Ihr seid ja mehr als nur eine Gruppe sportlicher Typen.
In erster Linie – und das wird auch immer so bleiben – sind wir beste Kollegen und teilen unsere Liebe zum Sport. Alles andere kam dann mit der Zeit. Das Label starteten wir 2014, um aus dem gemeinsamen Hobby eine nachhaltige Karriere zu schaffen, von der wir leben können.

Parkour ist jetzt nicht gerade als besonders sichere Sportart bekannt. Wie sehr begleitet euch die Angst?
Parkour ist tatsächlich viel weniger gefährlich, als alle denken. Zumindest, wenn man es richtig macht. Es gehört eine Unmenge an akribischer Planung und Risikoabschätzung zu allem, was wir tun. Durch unser tägliches Training bauen wir irrationale Ängste ab und lernen, Gefahren richtig einzuschätzen und zu vermeiden. Nach elf Jahren können wir das schon ganz gut.

Passieren trotzdem mal Unfälle?
Ich habe mir letztes Jahr beide Beine gebrochen und die Gelenke ausgekugelt. Das war schon ziemlich scheisse. Ich bin immer noch nicht wieder ganz auf der Höhe und muss mich beim Training etwas zurückhalten.

Machen sich denn eure Familie und Freunde keine Sorgen?
Die vertrauen darauf, dass wir nicht unglaublich dumm und unvorsichtig sind. Sie wissen, dass wir mit grosser Sorgfalt vorgehen. Klar, kann immer etwas passieren. Aber das ist bei fast jedem Sport so.

Ihr erkundet in euren Videos die Metropolen der Welt. Welche Stadt hat dich bisher am meisten beeindruckt?
Hongkong ist ein unglaublicher Ort. Die Gebäude sind so nah aneinander – perfekt für uns! Auch die Architektur ist Wahnsinn und der Mix von verschiedenen Kulturen echt beeindruckend.
 
Hongkong kommt ja auch in «Roof Culture Asia» vor – eurem neuesten Filmprojekt.
«Roof Culture Asia» ist das bisher grösste Projekt in der gesamten Geschichte von «Storror». Wir sind über sechs Wochen lang an unsere Limits gegangen und haben dabei körperliche, emotionale und auch filmtechnische Grenzen überschritten, von denen wir nicht dachten, dass wir sie je erreichen können.

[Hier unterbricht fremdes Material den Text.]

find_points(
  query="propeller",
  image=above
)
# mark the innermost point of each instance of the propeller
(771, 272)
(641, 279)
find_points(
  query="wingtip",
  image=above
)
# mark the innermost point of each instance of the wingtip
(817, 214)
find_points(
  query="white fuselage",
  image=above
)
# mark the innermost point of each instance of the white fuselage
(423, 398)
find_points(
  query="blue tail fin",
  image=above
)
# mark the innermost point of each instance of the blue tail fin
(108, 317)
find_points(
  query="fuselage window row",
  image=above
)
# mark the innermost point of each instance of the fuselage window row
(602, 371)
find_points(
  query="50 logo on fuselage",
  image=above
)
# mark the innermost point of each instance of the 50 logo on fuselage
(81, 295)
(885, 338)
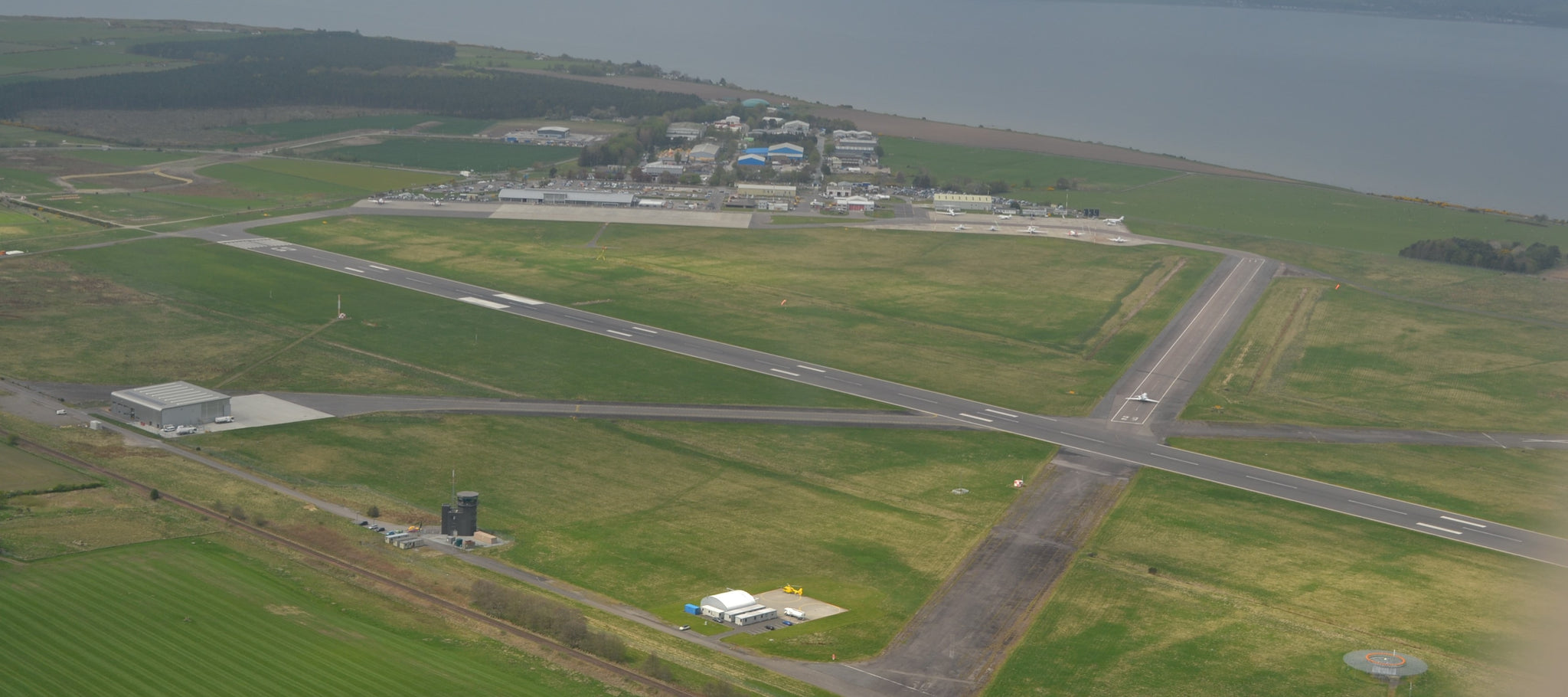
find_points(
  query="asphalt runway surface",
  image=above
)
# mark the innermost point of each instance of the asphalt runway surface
(1101, 438)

Wart ihr schon in der Schweiz?
Klar! Vor einigen Jahren waren wir in Basel und haben dort Teile von «Chaps on Tour 2013» gefilmt.

Gibts schon Pläne für die nächste Zukunft?
Wir drehen demnächst ein paar Episoden in Südamerika – das wird richtig cool! Ausserdem bereiten wir gerade nächste Kollektionen vor und wollen spätestens Ende des Jahres unseren ersten Flagshipstore in London eröffnen. Oh – und wenn alles gut läuft, knacken wir bald die Millionen-Abonnenten-Grenze auf Youtube!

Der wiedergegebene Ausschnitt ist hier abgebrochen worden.